有些癲狂上头的军官、兵士,闻听军令后,还不收手,砍杀不已。
军法官大怒,带领兵士,上前一个个掀翻,就要就地斩杀,以立军威。
一名满身血污、瞎了一眼的军官梗著头,眼含血水,高声大叫:“这些混帐,前些日子,驱赶著周围乡里的黎民攻城,那里面就有我的老母、亲姐。被驱赶攻城前,还遭受他们凌辱。这就是一群畜生,为什么不能砍杀了他们”
军法官愣住了。
这名军官,是李左车就地自彭城招募的兵士,前段时日守城中,眼睁睁看著自己的乡里,被汉营烧个精光,所有乡邻,包括亲人,被驱赶来攻城,最终都死在城下,化为枯骨,对汉营是恨之入骨。
韩信快步走来,对军法官摆了摆手,轻轻拍了拍那名军官濒临崩溃的军官,转头看著周围站立的兵士。
兵士们面对汉营兵士,无一例外,尽皆面露仇恨之色,无比热切看著他,迫切希望他下达军令,將这些俘虏的汉营兵士给全部碎尸万段,宣泄心头的恨意。
所有的汉营兵士,抱头蜷缩地上,刚才有多囂张,眼下就有多惊恐,浑身不住哆嗦著,差点没有尿下。
对於自己这段时间,在彭城周围干得大好事,他们可是太清楚了。
军法官担忧看著韩信、自己的王上。
他跟隨韩信日久,知晓自家的王上,並非是残忍嗜杀之人,不用说比之项籍那等屠夫,即使比之刘邦,也是要仁慈太多。
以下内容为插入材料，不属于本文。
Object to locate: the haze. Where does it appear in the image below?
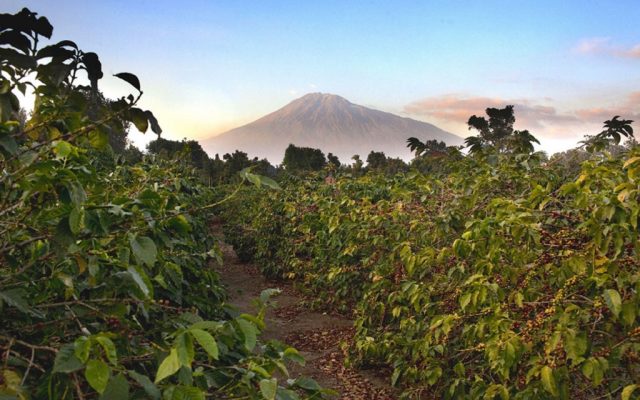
[2,0,640,152]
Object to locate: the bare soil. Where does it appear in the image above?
[213,225,396,400]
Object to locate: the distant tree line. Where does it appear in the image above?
[106,103,629,185]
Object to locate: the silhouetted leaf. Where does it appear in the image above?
[114,72,140,91]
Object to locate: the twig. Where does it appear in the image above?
[20,348,35,386]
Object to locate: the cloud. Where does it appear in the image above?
[614,44,640,59]
[573,37,611,54]
[404,95,577,129]
[404,91,640,141]
[573,37,640,59]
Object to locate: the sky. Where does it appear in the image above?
[5,0,640,153]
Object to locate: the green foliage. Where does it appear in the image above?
[0,9,326,400]
[464,106,540,153]
[223,134,640,399]
[282,144,328,172]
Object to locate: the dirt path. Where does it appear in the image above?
[214,223,396,400]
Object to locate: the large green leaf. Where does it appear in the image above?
[176,333,195,368]
[84,360,111,393]
[53,343,84,373]
[540,365,558,396]
[189,328,218,360]
[129,235,158,267]
[127,265,153,297]
[603,289,622,317]
[154,348,180,383]
[260,378,278,400]
[236,318,258,351]
[171,385,205,400]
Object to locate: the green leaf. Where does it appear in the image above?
[129,236,158,267]
[189,328,218,360]
[176,333,195,368]
[113,72,140,92]
[603,289,622,318]
[84,360,111,393]
[236,318,258,351]
[127,265,153,298]
[622,302,636,326]
[154,348,180,383]
[129,107,149,133]
[540,365,558,396]
[95,334,118,365]
[458,293,471,311]
[69,207,84,235]
[128,371,161,400]
[53,343,84,373]
[620,384,638,400]
[276,388,300,400]
[260,378,278,400]
[0,289,43,318]
[53,140,73,158]
[73,336,91,363]
[0,135,18,155]
[100,374,129,400]
[171,385,204,400]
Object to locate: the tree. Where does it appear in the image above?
[367,151,387,170]
[407,137,447,157]
[282,144,327,171]
[147,137,209,170]
[327,153,340,168]
[465,105,540,154]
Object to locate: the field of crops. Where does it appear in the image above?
[0,9,324,400]
[223,146,640,399]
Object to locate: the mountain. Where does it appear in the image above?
[201,93,462,164]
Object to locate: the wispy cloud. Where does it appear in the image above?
[573,37,611,54]
[404,91,640,140]
[404,95,577,128]
[573,37,640,59]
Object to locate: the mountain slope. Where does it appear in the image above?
[202,93,462,164]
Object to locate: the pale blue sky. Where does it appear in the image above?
[2,0,640,151]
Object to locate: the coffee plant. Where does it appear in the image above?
[223,134,640,400]
[0,9,329,400]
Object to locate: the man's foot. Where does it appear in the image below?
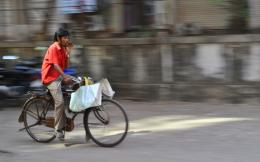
[56,130,65,141]
[85,135,90,142]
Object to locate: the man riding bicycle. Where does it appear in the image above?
[41,29,72,140]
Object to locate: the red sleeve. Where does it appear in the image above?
[48,46,60,65]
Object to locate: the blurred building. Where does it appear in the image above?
[0,0,260,40]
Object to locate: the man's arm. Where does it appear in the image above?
[53,64,66,78]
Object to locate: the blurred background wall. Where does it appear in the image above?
[0,0,260,103]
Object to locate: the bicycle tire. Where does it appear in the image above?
[23,97,55,143]
[83,99,128,147]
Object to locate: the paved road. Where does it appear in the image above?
[0,101,260,162]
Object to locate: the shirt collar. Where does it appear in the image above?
[55,42,61,50]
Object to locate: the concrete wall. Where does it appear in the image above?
[0,35,260,103]
[76,35,260,103]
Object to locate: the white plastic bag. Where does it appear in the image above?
[70,83,102,112]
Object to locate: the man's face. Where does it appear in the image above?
[60,36,70,47]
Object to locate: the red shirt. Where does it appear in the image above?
[41,42,68,84]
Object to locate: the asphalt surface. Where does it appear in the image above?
[0,101,260,162]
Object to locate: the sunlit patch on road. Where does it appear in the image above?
[130,115,257,132]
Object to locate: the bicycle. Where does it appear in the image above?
[19,78,128,147]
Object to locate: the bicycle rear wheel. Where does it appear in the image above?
[23,97,55,142]
[84,99,128,147]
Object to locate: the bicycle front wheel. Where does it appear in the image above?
[23,97,55,142]
[84,99,128,147]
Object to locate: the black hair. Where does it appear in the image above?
[53,28,70,42]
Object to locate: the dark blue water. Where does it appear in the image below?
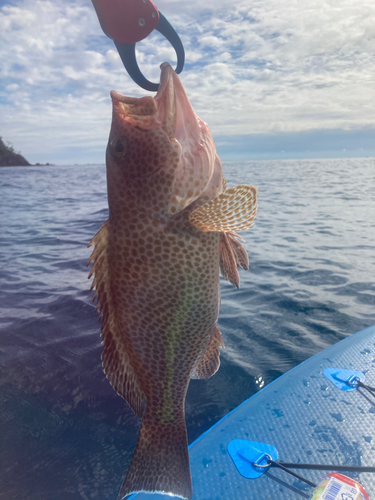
[0,159,375,500]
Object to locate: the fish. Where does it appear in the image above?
[88,63,257,499]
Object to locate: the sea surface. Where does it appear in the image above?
[0,158,375,500]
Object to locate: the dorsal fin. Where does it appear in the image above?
[87,220,146,417]
[191,326,224,379]
[189,184,257,232]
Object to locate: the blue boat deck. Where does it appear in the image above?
[131,325,375,500]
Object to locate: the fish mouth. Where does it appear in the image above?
[111,62,200,140]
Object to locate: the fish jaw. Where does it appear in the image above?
[106,63,222,219]
[155,62,223,214]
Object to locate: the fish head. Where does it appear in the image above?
[107,63,223,215]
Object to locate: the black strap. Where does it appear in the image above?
[266,453,375,488]
[357,380,375,398]
[268,459,317,488]
[282,462,375,472]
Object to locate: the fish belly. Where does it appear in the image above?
[110,221,220,412]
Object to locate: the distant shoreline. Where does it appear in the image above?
[0,163,57,168]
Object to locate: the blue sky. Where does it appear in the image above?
[0,0,375,164]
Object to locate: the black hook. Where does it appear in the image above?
[115,11,185,92]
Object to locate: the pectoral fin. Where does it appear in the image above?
[227,233,249,271]
[189,184,257,232]
[220,233,240,288]
[191,326,224,379]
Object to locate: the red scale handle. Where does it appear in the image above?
[92,0,159,43]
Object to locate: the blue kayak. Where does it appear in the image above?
[130,325,375,500]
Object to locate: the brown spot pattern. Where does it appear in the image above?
[89,65,256,499]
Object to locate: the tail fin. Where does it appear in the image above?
[118,409,193,500]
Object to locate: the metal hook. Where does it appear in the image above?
[115,11,185,92]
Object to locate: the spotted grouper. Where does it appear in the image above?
[89,63,257,499]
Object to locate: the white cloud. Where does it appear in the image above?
[0,0,375,161]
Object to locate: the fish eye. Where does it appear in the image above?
[111,137,127,158]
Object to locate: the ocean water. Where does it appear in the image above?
[0,159,375,500]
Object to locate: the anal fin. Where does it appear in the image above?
[191,326,224,379]
[189,184,257,232]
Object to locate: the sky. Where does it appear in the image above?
[0,0,375,164]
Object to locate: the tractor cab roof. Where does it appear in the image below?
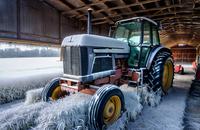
[116,17,158,26]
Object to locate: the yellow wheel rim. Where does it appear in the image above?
[103,96,121,124]
[51,86,63,100]
[162,59,173,92]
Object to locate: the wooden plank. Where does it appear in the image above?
[90,5,183,20]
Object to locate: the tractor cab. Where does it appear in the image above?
[114,17,160,69]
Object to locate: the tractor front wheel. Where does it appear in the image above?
[148,52,174,94]
[88,85,124,129]
[42,78,67,102]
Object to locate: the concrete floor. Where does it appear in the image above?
[183,81,200,130]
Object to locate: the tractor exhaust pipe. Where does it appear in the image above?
[87,8,92,34]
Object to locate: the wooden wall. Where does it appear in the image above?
[171,45,196,64]
[0,0,109,44]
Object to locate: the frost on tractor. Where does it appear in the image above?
[0,14,174,130]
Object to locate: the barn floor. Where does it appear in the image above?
[0,59,197,130]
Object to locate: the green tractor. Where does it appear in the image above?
[42,17,174,129]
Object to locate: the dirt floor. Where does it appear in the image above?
[128,66,194,130]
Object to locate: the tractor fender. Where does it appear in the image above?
[146,46,172,70]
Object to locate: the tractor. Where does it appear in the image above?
[42,17,174,129]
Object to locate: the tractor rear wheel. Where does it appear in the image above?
[148,52,174,94]
[88,84,124,129]
[42,78,66,102]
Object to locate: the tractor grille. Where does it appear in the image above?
[63,47,88,76]
[93,57,113,73]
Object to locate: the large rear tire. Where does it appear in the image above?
[42,78,66,102]
[88,85,124,129]
[148,52,174,94]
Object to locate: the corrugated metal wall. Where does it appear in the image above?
[0,0,108,44]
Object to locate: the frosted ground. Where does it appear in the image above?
[0,58,193,130]
[0,57,63,104]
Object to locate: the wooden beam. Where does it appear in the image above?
[90,5,183,20]
[77,0,160,18]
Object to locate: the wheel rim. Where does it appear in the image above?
[51,86,65,100]
[103,96,121,124]
[162,60,173,92]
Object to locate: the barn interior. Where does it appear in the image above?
[0,0,200,129]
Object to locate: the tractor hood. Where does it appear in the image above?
[62,34,130,53]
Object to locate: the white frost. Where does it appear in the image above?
[25,88,43,105]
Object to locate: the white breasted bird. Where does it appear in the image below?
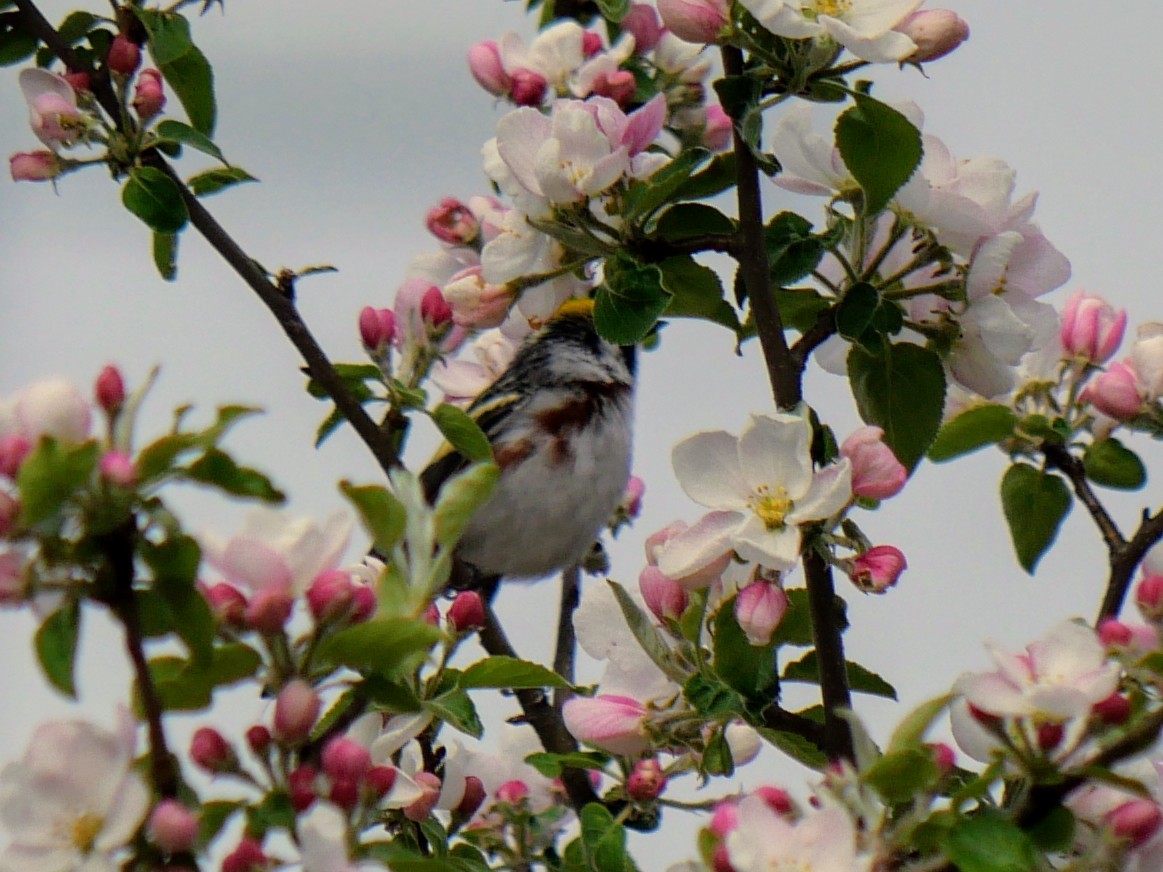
[420,300,634,589]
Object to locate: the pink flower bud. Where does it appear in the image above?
[8,150,60,181]
[1059,291,1127,363]
[1106,799,1163,848]
[509,67,549,107]
[658,0,730,43]
[93,365,126,415]
[469,40,513,97]
[272,678,322,745]
[1091,693,1130,727]
[222,836,271,872]
[638,566,691,621]
[1135,576,1163,621]
[359,306,395,352]
[840,427,908,500]
[452,775,487,821]
[622,3,662,55]
[894,9,969,64]
[562,694,650,757]
[1078,362,1143,421]
[849,545,908,593]
[287,763,319,812]
[497,779,529,806]
[99,451,137,488]
[201,581,247,629]
[626,757,666,802]
[320,736,371,782]
[134,70,165,121]
[105,34,142,76]
[448,591,485,632]
[735,581,787,645]
[404,772,441,823]
[0,433,33,480]
[364,766,398,799]
[0,491,20,537]
[149,799,198,853]
[424,196,480,245]
[702,103,734,151]
[244,586,294,636]
[190,727,238,773]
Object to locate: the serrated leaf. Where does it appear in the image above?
[430,402,493,463]
[459,656,570,689]
[835,93,922,217]
[928,402,1018,463]
[319,617,441,680]
[121,166,190,234]
[1083,438,1147,491]
[848,342,946,470]
[340,481,408,555]
[35,601,80,699]
[1001,463,1071,574]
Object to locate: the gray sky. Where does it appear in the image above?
[0,0,1163,869]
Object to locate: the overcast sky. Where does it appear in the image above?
[0,0,1163,867]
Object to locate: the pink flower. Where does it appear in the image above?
[893,9,969,64]
[840,427,908,500]
[8,151,60,181]
[134,70,165,121]
[562,694,650,757]
[658,0,730,43]
[1058,291,1127,363]
[735,581,789,645]
[849,545,908,593]
[20,69,85,149]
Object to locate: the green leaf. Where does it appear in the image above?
[186,166,258,196]
[121,166,190,234]
[340,481,408,555]
[16,444,100,527]
[36,601,80,699]
[133,7,217,136]
[848,342,946,470]
[430,402,493,463]
[154,230,178,281]
[784,649,897,700]
[928,402,1018,463]
[593,255,670,345]
[836,93,922,217]
[712,596,779,703]
[1083,438,1147,491]
[155,119,227,164]
[459,656,570,689]
[943,812,1041,872]
[422,688,485,738]
[319,617,441,680]
[658,255,741,333]
[181,448,286,502]
[1001,463,1071,574]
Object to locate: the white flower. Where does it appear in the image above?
[740,0,921,63]
[658,414,852,578]
[727,796,875,872]
[198,508,351,595]
[0,715,150,872]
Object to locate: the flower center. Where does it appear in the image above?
[72,812,105,853]
[751,485,794,530]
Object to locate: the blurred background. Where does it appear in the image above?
[0,0,1163,869]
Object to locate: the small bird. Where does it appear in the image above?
[420,300,635,593]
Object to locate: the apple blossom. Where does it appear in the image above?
[894,9,969,64]
[0,714,150,872]
[8,150,62,181]
[658,414,852,578]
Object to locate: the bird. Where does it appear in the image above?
[420,299,635,599]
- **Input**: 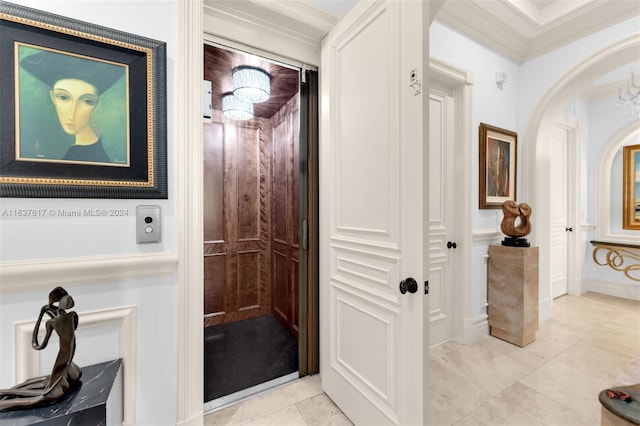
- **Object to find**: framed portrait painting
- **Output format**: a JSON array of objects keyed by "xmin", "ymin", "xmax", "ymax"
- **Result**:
[
  {"xmin": 479, "ymin": 123, "xmax": 518, "ymax": 209},
  {"xmin": 622, "ymin": 145, "xmax": 640, "ymax": 230},
  {"xmin": 0, "ymin": 1, "xmax": 167, "ymax": 199}
]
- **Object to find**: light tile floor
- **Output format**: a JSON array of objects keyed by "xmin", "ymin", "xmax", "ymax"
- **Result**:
[{"xmin": 205, "ymin": 293, "xmax": 640, "ymax": 426}]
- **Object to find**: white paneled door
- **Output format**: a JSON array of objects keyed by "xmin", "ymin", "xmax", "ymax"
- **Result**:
[
  {"xmin": 549, "ymin": 125, "xmax": 574, "ymax": 298},
  {"xmin": 320, "ymin": 0, "xmax": 429, "ymax": 425},
  {"xmin": 429, "ymin": 84, "xmax": 458, "ymax": 346}
]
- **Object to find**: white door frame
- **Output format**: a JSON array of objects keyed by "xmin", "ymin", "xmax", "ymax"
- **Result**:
[{"xmin": 427, "ymin": 58, "xmax": 478, "ymax": 343}]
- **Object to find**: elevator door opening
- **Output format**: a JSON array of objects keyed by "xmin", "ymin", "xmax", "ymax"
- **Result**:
[{"xmin": 203, "ymin": 44, "xmax": 316, "ymax": 408}]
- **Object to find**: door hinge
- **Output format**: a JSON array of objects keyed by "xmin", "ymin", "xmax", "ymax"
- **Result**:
[{"xmin": 302, "ymin": 219, "xmax": 309, "ymax": 250}]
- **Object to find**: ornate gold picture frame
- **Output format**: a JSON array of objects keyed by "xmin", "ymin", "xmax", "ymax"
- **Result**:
[
  {"xmin": 0, "ymin": 1, "xmax": 167, "ymax": 199},
  {"xmin": 622, "ymin": 145, "xmax": 640, "ymax": 230}
]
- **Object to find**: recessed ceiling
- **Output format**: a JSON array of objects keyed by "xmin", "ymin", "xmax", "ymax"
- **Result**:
[{"xmin": 435, "ymin": 0, "xmax": 640, "ymax": 63}]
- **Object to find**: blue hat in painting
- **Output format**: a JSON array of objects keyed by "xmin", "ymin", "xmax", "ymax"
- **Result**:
[{"xmin": 20, "ymin": 50, "xmax": 125, "ymax": 94}]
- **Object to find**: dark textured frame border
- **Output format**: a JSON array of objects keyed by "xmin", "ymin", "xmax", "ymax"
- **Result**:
[
  {"xmin": 478, "ymin": 123, "xmax": 518, "ymax": 209},
  {"xmin": 622, "ymin": 145, "xmax": 640, "ymax": 230},
  {"xmin": 0, "ymin": 1, "xmax": 168, "ymax": 199}
]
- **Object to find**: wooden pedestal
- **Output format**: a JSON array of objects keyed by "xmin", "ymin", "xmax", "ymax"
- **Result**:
[{"xmin": 488, "ymin": 245, "xmax": 538, "ymax": 347}]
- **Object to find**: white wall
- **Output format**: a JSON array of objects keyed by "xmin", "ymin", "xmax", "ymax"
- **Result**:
[
  {"xmin": 582, "ymin": 94, "xmax": 640, "ymax": 300},
  {"xmin": 0, "ymin": 0, "xmax": 178, "ymax": 425},
  {"xmin": 430, "ymin": 15, "xmax": 638, "ymax": 338},
  {"xmin": 429, "ymin": 22, "xmax": 520, "ymax": 332}
]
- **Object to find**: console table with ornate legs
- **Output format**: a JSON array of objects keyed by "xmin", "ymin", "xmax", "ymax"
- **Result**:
[{"xmin": 591, "ymin": 241, "xmax": 640, "ymax": 282}]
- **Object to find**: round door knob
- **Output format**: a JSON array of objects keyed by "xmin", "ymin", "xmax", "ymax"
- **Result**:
[{"xmin": 400, "ymin": 277, "xmax": 418, "ymax": 294}]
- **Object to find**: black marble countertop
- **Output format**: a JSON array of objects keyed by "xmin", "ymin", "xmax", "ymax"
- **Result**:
[{"xmin": 0, "ymin": 359, "xmax": 122, "ymax": 426}]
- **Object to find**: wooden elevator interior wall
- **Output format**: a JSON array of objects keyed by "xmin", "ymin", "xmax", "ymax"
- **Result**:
[{"xmin": 204, "ymin": 95, "xmax": 299, "ymax": 338}]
此外,更无比重视军规军纪,是绝对不允许自己的军队,变成一支被仇恨控制,嗜血残暴的兽军。
因此,眼前这些投降的汉兵,他是绝对不会允许杀掉的。
只是,却又如何向忠诚崇拜他的兵士交代呢所有兵士可都在眼巴巴的看著他呢。一旦处置不当,兵士离心,士气低迷,后果之严重,是毫不弱於军队变成兽军的。
就在这片令人压抑至极的静穆中,韩信开口了,不容置疑道:“所有俘虏,不允许杀。”
此言一出,军法官不出所料的轻嘆了口气。
那些原本已经绝望的汉营兵士,齐齐鬆了口气,目露狂喜。
周围目光迫切看著韩信的齐营兵士们,尽皆自露失望丧气、不甘恼火的神情。
韩信转头四顾,发现兵士们虽然很是不满,却並没有出声违抗,更没有当面硬顶,暗暗点头,对李左车坐镇彭城这段时间,抓的军纪军律,很是满意。
顿了顿,他继续道:“彭城周围那么多乡里,被这些汉营兵士糟蹋祸害,屠戮一空,犯下这等罪行,杀掉他们,未免太便宜他们。
將俘虏中的將领、百將以上的军官,全部甄別出来,由军法官宣布罪责,公开处死。
將俘虏的兵士,全部贬为奴隶,作为奖赏,平均分配给这一战中家族受损以及立下战功的袍泽,押解回家帮忙耕种土地。至於城外的汉营兵士,以后凡是俘虏,一律照此来办理。”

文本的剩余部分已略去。